After selling his house and ending a long-term relationship, Jack realised that bricks and rent were overrated. He ran the numbers and discovered that living on a Royal Caribbean megaship actually cost him less than staying put in Britain — food, drinks, shows and cleaning included.
So he packed three bags, a guitar, and a laptop, and set off to do what he now calls WFB: Working From Boat.
“When I tell people about my lifestyle, they call me lucky,” he told Metro. “But it’s absolutely strategic.”

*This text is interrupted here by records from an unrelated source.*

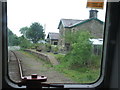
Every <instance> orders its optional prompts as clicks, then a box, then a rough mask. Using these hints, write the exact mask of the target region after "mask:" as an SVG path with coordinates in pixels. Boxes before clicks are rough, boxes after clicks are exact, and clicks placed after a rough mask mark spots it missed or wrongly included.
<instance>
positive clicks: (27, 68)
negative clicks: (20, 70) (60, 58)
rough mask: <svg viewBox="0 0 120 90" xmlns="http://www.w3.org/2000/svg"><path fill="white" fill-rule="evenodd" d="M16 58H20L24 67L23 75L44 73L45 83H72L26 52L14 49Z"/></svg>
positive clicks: (69, 78)
mask: <svg viewBox="0 0 120 90" xmlns="http://www.w3.org/2000/svg"><path fill="white" fill-rule="evenodd" d="M16 53H17V56H18V58H20V59H21V62H22V64H23V68H24V75H25V76H29V75H31V74H38V75H44V76H46V77H48V80H47V83H74V82H73V81H72V80H71V79H70V78H68V77H65V76H64V75H63V74H61V73H59V72H58V71H55V70H54V68H52V67H46V66H45V63H44V62H43V61H40V60H38V59H35V58H33V57H31V56H30V55H28V54H23V53H21V52H19V51H16Z"/></svg>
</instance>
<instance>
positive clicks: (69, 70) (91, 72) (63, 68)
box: [54, 63, 100, 83]
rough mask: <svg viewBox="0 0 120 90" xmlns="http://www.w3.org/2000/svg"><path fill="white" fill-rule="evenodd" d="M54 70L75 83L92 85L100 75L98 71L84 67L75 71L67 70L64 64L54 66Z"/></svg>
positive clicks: (67, 69) (97, 78)
mask: <svg viewBox="0 0 120 90" xmlns="http://www.w3.org/2000/svg"><path fill="white" fill-rule="evenodd" d="M54 68H55V69H56V70H57V71H59V72H61V73H63V74H64V75H65V76H67V77H70V78H71V79H72V80H73V81H75V82H76V83H93V82H95V81H96V80H97V79H98V77H99V73H100V71H99V69H92V68H85V67H84V68H83V67H82V68H80V67H78V68H77V69H76V70H75V69H74V70H73V69H69V68H68V67H67V65H66V63H64V64H60V65H58V66H55V67H54Z"/></svg>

For about £52 a day, Jack gets three restaurant meals, gym access, 8,000 daily steps just from walking the deck, and more social life than six years in rural Hampshire. He’s lost 12 kilos, gained confidence, and built a floating version of digital nomad life that’s as absurd as it is brilliant.
He doesn’t have a commute.
He doesn’t clean.
He doesn’t meal prep.
He just logs in — somewhere between Aruba and Curaçao — and runs his digital marketing agency, Sizzle HQ, from a cabin with Wi-Fi that costs him £600 for the entire trip.

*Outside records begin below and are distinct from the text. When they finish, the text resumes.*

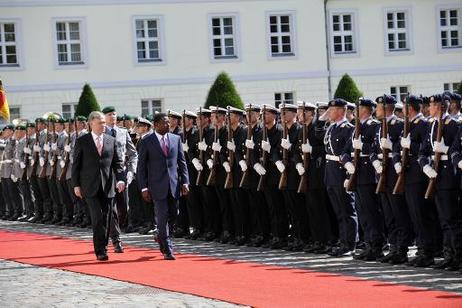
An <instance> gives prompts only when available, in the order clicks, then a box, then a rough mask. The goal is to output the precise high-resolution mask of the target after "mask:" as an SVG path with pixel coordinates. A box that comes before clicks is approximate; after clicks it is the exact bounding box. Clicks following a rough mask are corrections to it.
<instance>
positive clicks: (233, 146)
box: [226, 141, 236, 152]
mask: <svg viewBox="0 0 462 308" xmlns="http://www.w3.org/2000/svg"><path fill="white" fill-rule="evenodd" d="M226 147H227V148H228V150H230V151H233V152H234V151H236V145H235V144H234V141H228V142H227V143H226Z"/></svg>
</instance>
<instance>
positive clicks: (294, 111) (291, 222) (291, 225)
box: [279, 104, 309, 251]
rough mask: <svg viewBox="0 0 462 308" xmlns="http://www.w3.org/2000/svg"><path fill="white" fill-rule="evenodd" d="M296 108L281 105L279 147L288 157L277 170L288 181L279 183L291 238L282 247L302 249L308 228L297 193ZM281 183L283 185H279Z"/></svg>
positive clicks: (287, 156) (300, 163) (299, 155)
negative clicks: (283, 131) (277, 170)
mask: <svg viewBox="0 0 462 308" xmlns="http://www.w3.org/2000/svg"><path fill="white" fill-rule="evenodd" d="M297 109H298V107H297V106H295V105H293V104H282V105H280V112H281V115H282V118H281V123H282V125H283V127H284V128H283V129H284V130H285V131H286V136H285V137H284V136H283V137H284V138H282V139H281V148H282V149H283V152H286V153H287V154H286V155H287V156H286V157H284V155H283V158H282V162H283V165H284V168H280V169H279V171H280V172H281V174H283V173H284V172H285V173H286V176H287V182H286V183H285V184H282V183H279V189H281V190H282V193H283V196H284V204H285V206H286V209H287V212H288V213H289V216H290V222H291V230H290V233H291V237H290V240H289V242H288V245H287V247H285V249H286V250H294V251H302V250H303V247H304V246H305V242H307V241H308V237H309V228H308V225H307V222H308V218H307V214H306V210H305V207H304V204H305V200H304V198H303V197H304V196H303V195H302V194H298V193H297V190H298V185H299V183H300V177H301V176H303V174H304V173H305V169H304V167H303V163H302V159H301V155H300V147H301V145H300V142H299V137H300V134H301V125H300V123H298V122H297ZM283 185H285V186H284V187H282V186H283Z"/></svg>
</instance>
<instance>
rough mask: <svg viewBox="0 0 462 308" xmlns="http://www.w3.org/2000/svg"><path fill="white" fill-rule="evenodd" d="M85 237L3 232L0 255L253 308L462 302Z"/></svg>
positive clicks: (456, 298) (288, 268) (408, 304)
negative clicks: (101, 251)
mask: <svg viewBox="0 0 462 308" xmlns="http://www.w3.org/2000/svg"><path fill="white" fill-rule="evenodd" d="M92 250H93V245H92V243H91V242H89V241H80V240H71V239H67V238H60V237H53V236H47V235H39V234H33V233H25V232H21V233H19V232H9V231H1V230H0V258H2V259H8V260H13V261H17V262H22V263H27V264H33V265H38V266H46V267H51V268H59V269H64V270H69V271H73V272H77V273H85V274H90V275H97V276H103V277H108V278H112V279H116V280H122V281H129V282H133V283H138V284H143V285H148V286H152V287H157V288H162V289H166V290H172V291H178V292H183V293H190V294H195V295H199V296H203V297H209V298H215V299H219V300H223V301H228V302H233V303H239V304H245V305H250V306H256V307H320V306H321V307H355V308H357V307H374V306H375V307H462V295H459V294H454V293H449V292H440V291H430V290H425V289H419V288H415V287H410V286H406V285H394V284H389V283H384V282H379V281H371V280H364V279H360V278H357V277H352V276H339V275H333V274H327V273H320V272H313V271H307V270H300V269H291V268H286V267H275V266H267V265H263V264H256V263H247V262H236V261H227V260H220V259H213V258H209V257H204V256H197V255H177V261H173V262H172V261H164V260H163V258H162V257H161V256H160V254H159V253H158V252H157V251H154V250H151V249H144V248H135V247H127V248H126V253H124V254H114V253H110V254H109V258H110V260H109V261H108V262H106V263H101V262H98V261H96V259H95V256H94V255H93V251H92Z"/></svg>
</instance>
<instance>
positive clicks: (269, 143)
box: [261, 140, 271, 153]
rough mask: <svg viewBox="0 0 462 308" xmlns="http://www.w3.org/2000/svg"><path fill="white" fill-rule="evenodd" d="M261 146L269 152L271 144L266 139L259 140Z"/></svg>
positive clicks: (267, 152) (264, 149)
mask: <svg viewBox="0 0 462 308" xmlns="http://www.w3.org/2000/svg"><path fill="white" fill-rule="evenodd" d="M261 148H262V149H263V151H265V152H267V153H269V152H270V151H271V144H270V143H269V142H268V141H266V140H263V141H262V142H261Z"/></svg>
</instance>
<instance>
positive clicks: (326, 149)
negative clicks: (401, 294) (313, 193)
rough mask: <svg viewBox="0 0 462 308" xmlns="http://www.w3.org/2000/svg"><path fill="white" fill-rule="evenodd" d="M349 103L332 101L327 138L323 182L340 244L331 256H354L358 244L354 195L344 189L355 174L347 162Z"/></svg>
mask: <svg viewBox="0 0 462 308" xmlns="http://www.w3.org/2000/svg"><path fill="white" fill-rule="evenodd" d="M346 106H347V101H345V100H344V99H341V98H338V99H334V100H332V101H330V102H329V110H328V115H329V120H330V122H331V125H330V126H329V128H328V129H327V133H326V135H325V137H324V145H325V149H326V169H325V177H324V181H325V184H326V187H327V193H328V195H329V198H330V201H331V203H332V206H333V208H334V212H335V216H336V217H337V221H338V227H339V236H340V244H339V245H338V246H334V247H332V250H331V251H330V252H329V254H330V255H331V256H337V257H338V256H344V255H351V254H352V253H353V251H354V249H355V245H356V242H357V241H358V218H357V215H356V209H355V199H354V195H353V193H352V192H347V191H346V190H345V187H344V185H345V182H346V180H347V173H348V174H349V175H352V174H353V173H354V172H355V170H354V165H353V164H352V163H351V162H349V161H348V159H347V156H350V149H349V148H348V143H349V142H351V140H350V139H351V137H352V134H353V125H352V124H350V123H349V122H348V120H347V119H346V117H345V113H346Z"/></svg>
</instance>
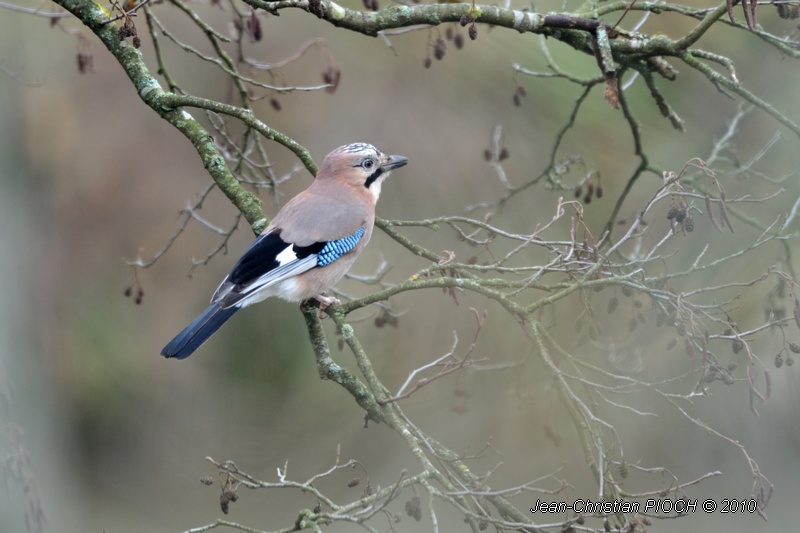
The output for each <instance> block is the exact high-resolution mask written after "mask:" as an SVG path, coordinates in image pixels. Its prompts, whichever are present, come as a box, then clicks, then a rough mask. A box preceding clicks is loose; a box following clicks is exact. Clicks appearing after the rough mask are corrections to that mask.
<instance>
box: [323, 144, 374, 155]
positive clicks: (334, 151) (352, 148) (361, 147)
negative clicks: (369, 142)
mask: <svg viewBox="0 0 800 533" xmlns="http://www.w3.org/2000/svg"><path fill="white" fill-rule="evenodd" d="M332 153H334V154H365V155H366V154H372V155H375V156H380V155H381V151H380V150H378V149H377V148H375V147H374V146H372V145H371V144H369V143H350V144H345V145H344V146H340V147H339V148H337V149H336V150H334V151H333V152H332Z"/></svg>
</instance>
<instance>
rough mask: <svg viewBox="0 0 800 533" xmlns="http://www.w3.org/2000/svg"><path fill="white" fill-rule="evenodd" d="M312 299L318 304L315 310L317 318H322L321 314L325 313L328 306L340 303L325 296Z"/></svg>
mask: <svg viewBox="0 0 800 533" xmlns="http://www.w3.org/2000/svg"><path fill="white" fill-rule="evenodd" d="M314 299H315V300H316V301H318V302H319V309H318V310H317V318H322V313H323V312H324V311H325V309H327V308H328V306H329V305H335V304H338V303H341V302H340V301H339V299H338V298H334V297H332V296H325V295H322V294H318V295H316V296H314Z"/></svg>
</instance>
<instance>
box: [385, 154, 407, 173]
mask: <svg viewBox="0 0 800 533" xmlns="http://www.w3.org/2000/svg"><path fill="white" fill-rule="evenodd" d="M407 163H408V158H407V157H403V156H401V155H390V156H389V160H388V161H387V162H386V163H384V164H383V165H381V168H382V169H383V170H392V169H394V168H400V167H402V166H405V165H406V164H407Z"/></svg>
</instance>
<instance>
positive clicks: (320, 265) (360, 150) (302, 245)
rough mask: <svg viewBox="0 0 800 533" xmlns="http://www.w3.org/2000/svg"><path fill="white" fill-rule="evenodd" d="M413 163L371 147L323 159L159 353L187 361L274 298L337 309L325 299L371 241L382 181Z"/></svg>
mask: <svg viewBox="0 0 800 533" xmlns="http://www.w3.org/2000/svg"><path fill="white" fill-rule="evenodd" d="M407 163H408V158H406V157H403V156H399V155H386V154H384V153H383V152H381V151H380V150H378V149H377V148H375V147H374V146H372V145H371V144H367V143H351V144H346V145H344V146H340V147H339V148H336V149H335V150H333V151H332V152H331V153H329V154H328V155H327V156H325V159H324V160H323V161H322V165H321V166H320V167H319V171H318V172H317V176H316V178H315V179H314V181H313V182H312V183H311V185H310V186H309V187H308V188H307V189H306V190H304V191H302V192H301V193H299V194H298V195H297V196H295V197H294V198H292V199H291V200H289V201H288V202H287V203H286V205H284V206H283V207H282V208H281V209H280V210H279V211H278V213H277V214H276V215H275V218H273V219H272V222H271V223H270V224H269V225H268V226H267V227H266V228H265V229H264V231H263V232H262V233H261V235H259V236H258V237H256V239H255V241H253V243H252V244H251V245H250V247H249V248H247V250H245V252H244V254H242V256H241V258H239V260H238V261H237V262H236V263H235V264H234V266H233V269H232V270H231V271H230V273H229V274H228V275H227V276H226V277H225V279H223V280H222V283H220V285H219V287H218V288H217V290H216V291H215V292H214V294H213V296H212V297H211V305H210V306H209V307H208V308H207V309H206V310H205V311H203V312H202V313H201V314H200V316H198V317H197V318H196V319H195V320H194V321H193V322H192V323H191V324H189V325H188V326H186V328H185V329H184V330H183V331H181V332H180V333H178V334H177V335H176V336H175V338H174V339H172V340H171V341H170V342H169V343H168V344H167V345H166V346H165V347H164V349H163V350H161V355H163V356H164V357H167V358H176V359H185V358H187V357H189V356H190V355H191V354H192V353H194V351H195V350H197V349H198V348H199V347H200V346H201V345H202V344H203V343H204V342H205V341H207V340H208V339H209V338H210V337H211V336H212V335H213V334H214V333H215V332H216V331H217V330H218V329H219V328H220V326H222V325H223V324H224V323H225V322H226V321H227V320H228V319H229V318H231V317H232V316H233V315H234V313H236V311H238V310H239V309H242V308H244V307H247V306H249V305H252V304H254V303H257V302H260V301H263V300H265V299H267V298H270V297H272V296H276V297H278V298H281V299H283V300H286V301H289V302H305V301H306V300H309V299H312V298H313V299H316V300H317V301H319V304H320V311H319V312H320V313H321V312H322V311H323V310H324V309H325V308H327V307H328V306H329V305H332V304H334V303H338V300H337V299H336V298H331V297H328V296H325V295H324V294H323V293H324V292H325V291H327V290H329V289H330V288H331V287H333V286H334V285H335V284H336V283H337V282H338V281H339V280H340V279H342V277H343V276H344V275H345V274H346V273H347V271H348V270H349V269H350V267H351V266H352V264H353V262H354V261H355V260H356V258H357V257H358V255H359V254H360V253H361V250H363V249H364V247H365V246H366V245H367V243H368V242H369V239H370V237H371V236H372V229H373V226H374V223H375V205H376V203H377V202H378V197H379V196H380V194H381V187H382V186H383V182H384V180H385V179H386V178H387V177H388V176H389V174H390V173H391V171H392V170H394V169H396V168H400V167H402V166H404V165H406V164H407Z"/></svg>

It’s not exactly “living below deck.”
He’s booked 16 consecutive cruises, creating an 86-day loop through the West Indies with stops in the Bahamas, Puerto Rico, Mexico, and even Disney World. His room is cleaned daily, laundry costs £19 a fortnight, and he gets Broadway shows and midnight pizza on tap.
To anyone else, it looks like early retirement.
To Jack, it’s just remote work without the rent.
And here’s the twist: he’s not alone.
As housing costs spiral, more remote workers are ditching land entirely — moving to long-stay cruises, converted ferries, or floating co-living projects that promise endless sun, Wi-Fi, and zero chores. “Sea-stainability,” someone will probably call it soon.
Maybe it’s just another form of digital escapism. Or maybe Jack is the prototype of the next wave — the ultimate out-of-office generation, where “home” is wherever your connection holds.
There’s something undeniably tempting about it: no rent, no landlord, no neighbour drama. Just you, a laptop, and a turquoise horizon.
Sure, it’s not for everyone. The constant movement, the lack of roots, the slightly surreal feeling of being both everywhere and nowhere. But compared to a grey commute and rising bills? Hard to blame him for choosing the deck over the desk.
So while most of us are still figuring out how to work from home, Jack is out there redefining what home even means.
And you?
Would you rather stay grounded — or start working from boat?